# Interpreting the coefficients of indicator variables in regression equation without indicator term

Suppose we were trying to estimate the impact of $$Size$$ of a house on its price while controlling for whether or not the house is located by the water. Suppose we constructed a dummy variable for houses by the water ($$DW=1$$ for houses by the water and $$DW=0$$ for houses not by the water) and were looking at the regression model $$Price = \beta_0 + \beta_1 Size+ \beta_2 DW + \mu$$

My Question: Would it be correct to interpret $$\beta_1$$ as: $$\beta_1$$ is the effect of size of price, regardless of whether or not a house is located by the water, and assuming that the effect of size on houses by the water is similar to the effect of size on houses not by the water?
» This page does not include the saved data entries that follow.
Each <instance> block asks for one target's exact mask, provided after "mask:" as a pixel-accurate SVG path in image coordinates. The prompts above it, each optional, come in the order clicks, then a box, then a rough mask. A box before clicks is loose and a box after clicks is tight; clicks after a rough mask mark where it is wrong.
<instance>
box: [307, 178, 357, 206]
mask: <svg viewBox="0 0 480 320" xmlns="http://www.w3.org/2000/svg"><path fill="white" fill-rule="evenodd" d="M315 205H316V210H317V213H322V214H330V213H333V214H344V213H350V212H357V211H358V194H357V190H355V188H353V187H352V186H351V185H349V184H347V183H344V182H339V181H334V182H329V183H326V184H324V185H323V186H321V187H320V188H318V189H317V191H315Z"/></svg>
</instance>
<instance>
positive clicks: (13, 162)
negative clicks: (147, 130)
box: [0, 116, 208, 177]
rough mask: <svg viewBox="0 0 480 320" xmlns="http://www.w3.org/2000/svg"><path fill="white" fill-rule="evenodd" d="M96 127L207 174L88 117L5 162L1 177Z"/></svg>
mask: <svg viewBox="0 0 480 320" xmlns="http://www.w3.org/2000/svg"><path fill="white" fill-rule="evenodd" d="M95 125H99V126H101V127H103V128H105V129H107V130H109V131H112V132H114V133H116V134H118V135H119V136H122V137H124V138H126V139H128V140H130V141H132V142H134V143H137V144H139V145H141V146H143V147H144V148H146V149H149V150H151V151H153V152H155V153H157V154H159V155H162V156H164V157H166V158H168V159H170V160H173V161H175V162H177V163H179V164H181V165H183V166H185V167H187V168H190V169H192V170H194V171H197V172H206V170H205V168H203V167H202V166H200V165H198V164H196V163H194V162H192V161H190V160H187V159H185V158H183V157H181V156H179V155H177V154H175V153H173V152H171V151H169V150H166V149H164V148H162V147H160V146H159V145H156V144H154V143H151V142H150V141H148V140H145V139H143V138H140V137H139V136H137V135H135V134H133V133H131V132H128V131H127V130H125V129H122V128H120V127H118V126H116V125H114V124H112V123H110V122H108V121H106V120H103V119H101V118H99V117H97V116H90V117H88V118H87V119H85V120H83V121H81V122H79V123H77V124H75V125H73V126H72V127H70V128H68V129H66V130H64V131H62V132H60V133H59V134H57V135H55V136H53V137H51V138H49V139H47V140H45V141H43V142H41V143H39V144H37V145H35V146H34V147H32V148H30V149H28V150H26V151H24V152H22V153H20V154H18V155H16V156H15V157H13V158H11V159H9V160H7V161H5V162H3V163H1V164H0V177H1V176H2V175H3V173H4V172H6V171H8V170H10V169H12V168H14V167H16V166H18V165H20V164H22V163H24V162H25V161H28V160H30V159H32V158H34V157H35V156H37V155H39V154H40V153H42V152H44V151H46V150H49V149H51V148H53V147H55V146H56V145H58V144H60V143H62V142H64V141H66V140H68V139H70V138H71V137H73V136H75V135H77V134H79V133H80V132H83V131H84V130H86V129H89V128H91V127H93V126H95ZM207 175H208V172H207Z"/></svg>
I say “regardless of whether or not a house is located by the water” because I think I should account for both the cases when $$DW=0$$ and $$DW=1$$. Also, I say “assuming that the effect of size on houses by the water is similar to the effect of size on houses not by the water” due to the lack of the interaction term in the regression model.
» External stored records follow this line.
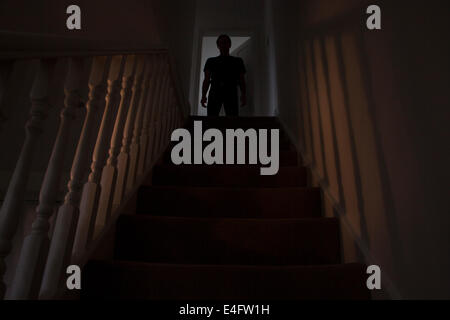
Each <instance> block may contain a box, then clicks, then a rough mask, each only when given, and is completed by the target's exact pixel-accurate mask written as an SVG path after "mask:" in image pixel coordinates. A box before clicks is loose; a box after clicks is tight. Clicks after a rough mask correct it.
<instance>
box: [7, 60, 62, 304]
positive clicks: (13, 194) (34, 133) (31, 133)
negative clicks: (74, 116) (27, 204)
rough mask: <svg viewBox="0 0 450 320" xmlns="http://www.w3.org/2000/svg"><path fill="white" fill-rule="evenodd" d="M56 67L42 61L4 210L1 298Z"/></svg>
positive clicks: (34, 86)
mask: <svg viewBox="0 0 450 320" xmlns="http://www.w3.org/2000/svg"><path fill="white" fill-rule="evenodd" d="M54 66H55V60H41V61H40V64H39V69H38V72H37V74H36V76H35V78H34V83H33V87H32V89H31V95H30V97H31V111H30V119H29V120H28V122H27V124H26V125H25V131H26V137H25V142H24V144H23V146H22V150H21V152H20V156H19V159H18V161H17V164H16V168H15V169H14V173H13V176H12V178H11V181H10V183H9V187H8V191H7V193H6V196H5V200H4V202H3V205H2V208H1V209H0V280H1V281H0V298H3V297H4V294H5V291H6V285H5V284H4V283H3V276H4V273H5V271H6V262H5V259H6V257H7V256H8V254H9V253H10V251H11V246H12V243H11V241H12V238H13V236H14V234H15V232H16V231H17V226H18V222H19V217H20V215H21V209H22V204H23V196H24V194H25V191H26V186H27V183H28V178H29V174H30V170H31V164H32V162H33V156H34V152H35V147H36V142H37V140H38V138H39V136H40V135H41V134H42V132H43V127H44V120H45V119H46V118H47V115H48V111H49V109H50V105H49V103H48V95H49V91H50V77H51V75H52V73H53V69H54Z"/></svg>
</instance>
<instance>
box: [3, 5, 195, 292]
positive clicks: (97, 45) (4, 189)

Is my interpretation of $$\beta_1$$ correct? If not, how can it be improvised?

$$\beta_1$$ is the relationship between Size and Price and the model inherently requires that this relationship is the same for all houses, regardless of the value of $$DW$$ (that is, regardless of whether the house is next to water). Another option, as you mentioned, if you believe the relationship between $$Size$$ and $$Price$$ could be different for houses next to or not next to water, would be to add an interaction term: $$\beta_3 * Size * DW$$.
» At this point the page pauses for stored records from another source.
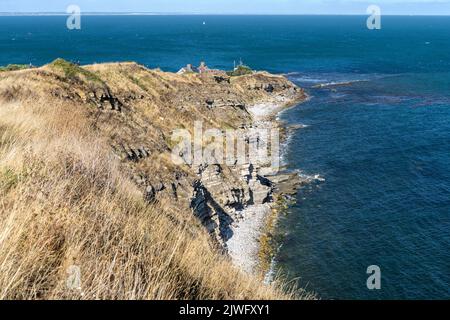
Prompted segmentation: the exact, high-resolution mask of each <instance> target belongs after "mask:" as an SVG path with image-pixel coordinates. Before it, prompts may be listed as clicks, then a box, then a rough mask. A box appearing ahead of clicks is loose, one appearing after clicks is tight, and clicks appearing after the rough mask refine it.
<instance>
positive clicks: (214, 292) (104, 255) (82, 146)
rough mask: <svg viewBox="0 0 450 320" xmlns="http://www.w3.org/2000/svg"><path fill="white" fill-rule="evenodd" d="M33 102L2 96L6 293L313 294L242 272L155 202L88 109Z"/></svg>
mask: <svg viewBox="0 0 450 320" xmlns="http://www.w3.org/2000/svg"><path fill="white" fill-rule="evenodd" d="M22 92H23V91H22ZM0 98H1V97H0ZM30 99H33V101H28V102H27V103H26V104H24V103H23V101H25V100H23V99H22V102H11V100H14V99H13V97H9V96H3V98H2V99H0V299H288V298H310V296H308V295H304V294H303V293H302V292H300V293H299V292H298V291H297V292H294V291H290V290H286V288H285V287H283V285H282V284H281V283H274V284H273V285H271V286H266V285H264V284H262V283H261V281H260V279H259V278H256V277H251V276H246V275H243V274H241V273H240V271H239V270H237V269H236V268H235V267H234V266H233V265H232V264H231V263H230V261H229V259H228V258H227V257H226V256H224V255H222V254H221V253H219V252H217V250H216V249H214V248H213V246H212V245H211V242H210V238H209V235H207V234H206V232H205V231H204V230H203V228H202V227H201V226H200V225H199V224H198V222H197V221H196V220H195V218H194V217H193V215H192V214H190V213H186V212H180V211H179V210H177V209H176V208H173V207H172V206H171V205H170V203H169V202H167V203H165V202H164V201H162V202H160V203H159V204H158V205H155V206H149V205H148V204H146V203H145V202H144V201H143V195H142V193H141V191H140V190H138V189H137V187H136V186H135V185H134V184H133V183H132V182H131V181H130V180H129V178H128V176H127V175H126V174H124V173H123V172H122V171H121V166H120V159H118V158H117V157H116V156H114V154H113V153H112V151H111V148H110V146H109V145H108V144H107V142H106V141H105V140H104V139H103V138H102V137H101V136H99V135H98V134H97V133H96V132H95V131H94V129H93V128H91V127H90V126H89V122H88V121H87V115H86V111H84V110H82V109H81V108H79V109H76V108H73V106H71V107H70V108H69V107H67V106H66V105H64V104H63V103H62V102H61V104H60V105H58V104H54V105H48V102H47V101H45V100H40V99H39V98H37V97H33V96H30ZM71 266H78V267H79V268H80V271H81V279H80V280H81V288H80V289H69V288H68V286H67V283H66V282H67V279H68V277H69V274H68V273H67V272H68V270H70V267H71Z"/></svg>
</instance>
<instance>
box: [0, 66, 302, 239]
mask: <svg viewBox="0 0 450 320" xmlns="http://www.w3.org/2000/svg"><path fill="white" fill-rule="evenodd" d="M303 97H304V93H303V91H302V90H301V89H299V88H297V87H296V86H295V85H293V84H292V83H290V82H289V81H288V80H286V79H285V78H283V77H281V76H274V75H270V74H267V73H257V74H254V75H248V76H241V77H233V78H229V77H226V76H224V75H217V74H202V75H200V74H185V75H176V74H173V73H166V72H162V71H160V70H149V69H146V68H145V67H143V66H140V65H137V64H135V63H115V64H100V65H91V66H86V67H82V68H81V67H78V66H75V65H71V64H69V63H67V62H65V61H62V60H57V61H55V62H54V63H52V64H50V65H47V66H44V67H42V68H38V69H31V70H23V71H16V72H5V73H1V74H0V109H2V112H3V115H6V112H8V114H9V116H8V117H3V118H2V119H0V134H2V132H3V134H5V132H6V130H7V128H8V123H7V118H8V119H9V117H10V116H11V113H14V112H16V111H17V110H21V112H25V114H27V117H30V118H33V117H35V118H36V119H41V118H42V117H43V115H45V117H46V118H45V119H47V120H46V122H45V124H46V125H45V128H46V130H48V131H47V132H48V133H49V134H55V132H57V130H59V128H61V130H64V132H68V133H70V132H76V133H77V134H78V133H79V134H80V135H81V136H83V137H84V136H88V135H91V136H92V135H95V138H96V139H97V140H98V141H101V143H103V144H104V145H105V146H107V147H106V148H105V152H106V154H108V157H112V158H111V159H114V161H115V162H117V166H118V169H117V170H118V171H119V172H120V174H121V175H123V176H124V177H125V178H126V179H129V180H130V182H131V183H132V184H133V185H134V186H135V187H136V188H137V189H136V190H139V192H140V193H141V195H142V197H143V199H145V201H146V202H147V203H148V204H151V205H154V206H158V207H159V208H160V209H161V210H162V212H161V214H166V212H167V213H169V212H175V211H176V212H179V213H180V214H181V216H183V215H185V216H186V219H189V218H187V217H188V216H189V217H190V216H192V215H194V216H195V217H197V219H199V221H200V222H201V223H202V225H203V226H204V227H206V229H207V230H208V232H209V233H211V234H212V235H213V239H215V240H216V241H217V242H216V243H219V244H222V243H223V241H224V240H226V239H227V237H229V226H230V224H231V223H232V222H233V221H234V220H235V219H238V218H239V217H238V215H239V210H238V209H240V208H242V207H245V206H247V205H249V204H253V203H260V202H264V201H268V200H269V198H270V191H271V189H272V186H271V183H270V181H268V180H267V179H265V178H263V177H262V176H260V175H259V174H258V172H257V170H256V168H254V166H252V165H251V164H249V163H247V164H240V165H207V164H201V165H198V164H197V165H187V164H184V165H175V164H174V163H173V162H172V160H171V155H172V149H173V148H174V142H173V141H171V135H172V132H173V131H174V130H176V129H181V128H183V129H185V130H187V131H189V132H193V128H194V122H195V121H202V122H203V128H204V129H208V128H219V129H221V130H225V129H238V130H241V131H240V132H242V134H245V132H246V131H245V129H244V128H246V127H247V126H249V125H251V123H252V122H253V120H254V119H253V118H252V116H251V114H250V113H249V112H248V110H247V107H248V106H250V105H253V104H257V103H263V102H267V103H270V102H273V103H275V102H276V103H279V102H280V101H281V100H284V101H286V102H287V101H294V100H299V99H301V98H303ZM61 112H62V113H64V114H65V115H69V116H67V117H66V118H65V119H61V116H60V115H59V114H60V113H61ZM18 114H19V113H18ZM70 114H73V118H71V116H70ZM52 115H54V117H57V118H58V119H57V120H56V118H52ZM8 121H9V120H8ZM2 130H3V131H2ZM30 130H34V129H33V128H30ZM52 130H53V131H54V132H53V131H52ZM39 132H40V133H39V136H36V137H38V138H42V139H45V136H44V133H45V132H41V131H39ZM5 145H6V144H5ZM1 146H2V145H1V144H0V147H1ZM0 149H1V148H0ZM108 149H109V151H108ZM77 152H80V153H83V152H86V153H89V152H92V150H90V149H87V150H77ZM94 158H95V157H94ZM111 161H112V160H111ZM105 174H107V173H105ZM168 215H170V214H168Z"/></svg>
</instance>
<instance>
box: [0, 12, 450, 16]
mask: <svg viewBox="0 0 450 320" xmlns="http://www.w3.org/2000/svg"><path fill="white" fill-rule="evenodd" d="M69 15H71V13H67V12H56V11H55V12H53V11H49V12H45V11H42V12H0V16H69ZM81 15H85V16H205V15H207V16H368V14H364V13H200V12H198V13H197V12H145V11H143V12H102V11H87V12H84V13H83V12H82V13H81ZM383 16H400V17H404V16H406V17H408V16H409V17H410V16H417V17H427V16H439V17H447V16H450V13H444V14H442V13H437V14H433V13H432V14H412V13H411V14H409V13H384V14H383Z"/></svg>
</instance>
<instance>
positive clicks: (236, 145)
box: [171, 121, 280, 173]
mask: <svg viewBox="0 0 450 320" xmlns="http://www.w3.org/2000/svg"><path fill="white" fill-rule="evenodd" d="M171 141H172V143H174V144H175V146H174V147H173V148H172V161H173V162H174V164H176V165H182V164H187V165H192V166H200V165H205V164H207V165H214V164H219V165H220V164H226V165H229V166H235V165H245V164H253V165H256V166H261V167H270V168H271V171H272V172H274V173H276V172H278V170H279V168H280V132H279V129H278V128H276V127H271V126H268V127H267V128H249V129H245V130H240V129H238V130H234V129H227V130H223V129H217V128H212V129H207V130H203V123H202V122H201V121H196V122H195V123H194V130H193V134H192V133H191V132H190V131H189V130H187V129H177V130H175V131H174V132H173V134H172V137H171Z"/></svg>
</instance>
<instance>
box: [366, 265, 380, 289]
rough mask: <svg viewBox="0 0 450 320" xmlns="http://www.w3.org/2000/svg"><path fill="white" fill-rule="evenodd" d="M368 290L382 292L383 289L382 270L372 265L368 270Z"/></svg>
mask: <svg viewBox="0 0 450 320" xmlns="http://www.w3.org/2000/svg"><path fill="white" fill-rule="evenodd" d="M367 274H368V275H370V276H369V278H367V283H366V284H367V289H369V290H380V289H381V268H380V267H379V266H377V265H372V266H369V267H368V268H367Z"/></svg>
In addition, rather than a dichotomous $$DW$$, you could turn this into a continuous variable by using distance from water as a regression variable, which would allow for differences in predicted $$Price$$ for houses of a given size but different distances from water. But maybe there's a big premium for houses right next to the water, so you might want an even more flexible model that allows $$Price$$ to change non-linearly with distance from the water.

This answer to this question, and indeed to all "how do I interpret a linear regression model", is to remember two things:

1. Regression is to estimate a function using data
2. In order to calculate the effect on the outcome of the function resulting from a change in one inputs, we can simply calculate the derivative of the function w.r.t. the input i.e. $$\frac{\partial Price }{\partial X_i}$$

The interpretation of $$\frac{\partial Price }{\partial X_i}$$ really is: What happens with price when I change only $$X_i$$ and nothing else. From your model it's clear that $$\frac{\partial Price }{\partial Size} = \beta_1$$. As you say, the implicit assumption is that the marginal effect of size on price is constant no matter where the house is located - this may, or may not, be a reasonable assumption. However by interacting DW and Size, you can allow the model to capture that Size might be moderated by location.